O escritor português Afonso Cruz fala como se escrevesse crônicas. Como quem observa um bocado do que ocorre lá e cá, dentro e fora, e tece, como se fosse a tapeçaria que há em Para onde vão os guarda-chuvas, apenas pra citar um de seus tantos livros publicados no Brasil, relacionando sua vida de leitor, escritor e de quem dribla a mortalidade, com as inquietudes, sorrisos e silêncios de quem o escuta. Não sei se é sempre assim, mas foi assim no último sábado (6), à tarde, durante o bate-papo na Do Arco da Velha Livraria e Café, com mediação da cronista do Jornal Pioneiro, Adriana Antunes.
Quando um autor é questionado por sua obra, sejam essas perguntas motivadas por curiosidade, certa confrontação do porquê disto e daquilo, ou até mesmo de onde tira todas essas imagens poéticas?, é quase sempre desconfortável. Porque é como se o autor precisasse se justificar por ter escrito o que está em livro.
Contudo, Afonso Cruz, ao responder aos mais diversos questionamentos, abranda essa certa tensão com bom humor e docilidade, trazendo o que parece complexo ao nível do que é simples — nem por isso, fácil ou raso.
— A beleza está no objeto ou nos olhos das pessoas que o veem? A beleza está no diálogo das duas coisas — sintetiza.
Ou ainda, quando questionado acerca da felicidade. Tema que invariavelmente retorna às conversas literárias. Quase sempre deixando mais pistas pelo caminho do que certezas e convenções.

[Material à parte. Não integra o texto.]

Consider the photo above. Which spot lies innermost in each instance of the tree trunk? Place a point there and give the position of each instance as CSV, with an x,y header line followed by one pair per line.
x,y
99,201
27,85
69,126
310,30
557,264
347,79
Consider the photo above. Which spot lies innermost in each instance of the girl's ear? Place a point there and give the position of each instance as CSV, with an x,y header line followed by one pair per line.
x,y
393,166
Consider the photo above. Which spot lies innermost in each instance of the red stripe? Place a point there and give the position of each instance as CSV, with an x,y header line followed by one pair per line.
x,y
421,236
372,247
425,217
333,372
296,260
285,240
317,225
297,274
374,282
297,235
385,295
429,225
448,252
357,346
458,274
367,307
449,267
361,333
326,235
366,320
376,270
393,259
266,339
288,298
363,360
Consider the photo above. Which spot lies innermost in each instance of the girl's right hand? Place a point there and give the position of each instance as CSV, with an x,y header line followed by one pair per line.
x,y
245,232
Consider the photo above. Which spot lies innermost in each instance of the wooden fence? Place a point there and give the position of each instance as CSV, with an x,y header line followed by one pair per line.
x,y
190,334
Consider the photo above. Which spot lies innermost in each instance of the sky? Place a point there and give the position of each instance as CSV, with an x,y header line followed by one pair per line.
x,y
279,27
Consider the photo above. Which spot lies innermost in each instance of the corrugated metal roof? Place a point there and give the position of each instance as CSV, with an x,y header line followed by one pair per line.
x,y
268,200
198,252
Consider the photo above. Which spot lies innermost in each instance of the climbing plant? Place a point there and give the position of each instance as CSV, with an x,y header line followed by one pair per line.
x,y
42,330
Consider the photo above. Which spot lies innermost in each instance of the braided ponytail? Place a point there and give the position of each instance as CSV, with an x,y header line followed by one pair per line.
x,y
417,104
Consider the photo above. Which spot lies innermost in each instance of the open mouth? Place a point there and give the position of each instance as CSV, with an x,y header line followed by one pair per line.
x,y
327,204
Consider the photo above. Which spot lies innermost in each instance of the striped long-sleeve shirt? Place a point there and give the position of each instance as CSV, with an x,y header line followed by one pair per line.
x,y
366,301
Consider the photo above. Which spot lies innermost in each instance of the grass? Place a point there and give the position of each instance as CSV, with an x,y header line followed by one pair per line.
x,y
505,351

— A felicidade, pra mim, é mais um pano de fundo, um cenário, do que uma alegria permanente.
— Quando minha mãe morreu, eu estava triste, talvez tenha sido o dia mais triste da minha vida. Mas, se me perguntassem se eu era feliz, diria que sim — complementa Cruz, pontuando que a dor do luto não apaga as cenas que criaram as memórias de felicidade ao lado de sua mãe.
E tem como ser mais simples do que se afirmar como leitor bem antes de ser reconhecido como escritor? Pois é.
— Passo os dias a ler e nem sempre a escrever. Tento fazer com que a escrita não seja uma imposição — revela.
Simples como cozinhar. Cruz diz que não adianta ter a melhor técnica culinária. Para fazer uma boa refeição é preciso dispor de bons ingredientes, quanto melhores, melhor o resultado à mesa. E sentencia:
— O valor da Odisseia é manter-se — afirma o autor, reiterando que é o leitor quem define a perenidade de uma obra.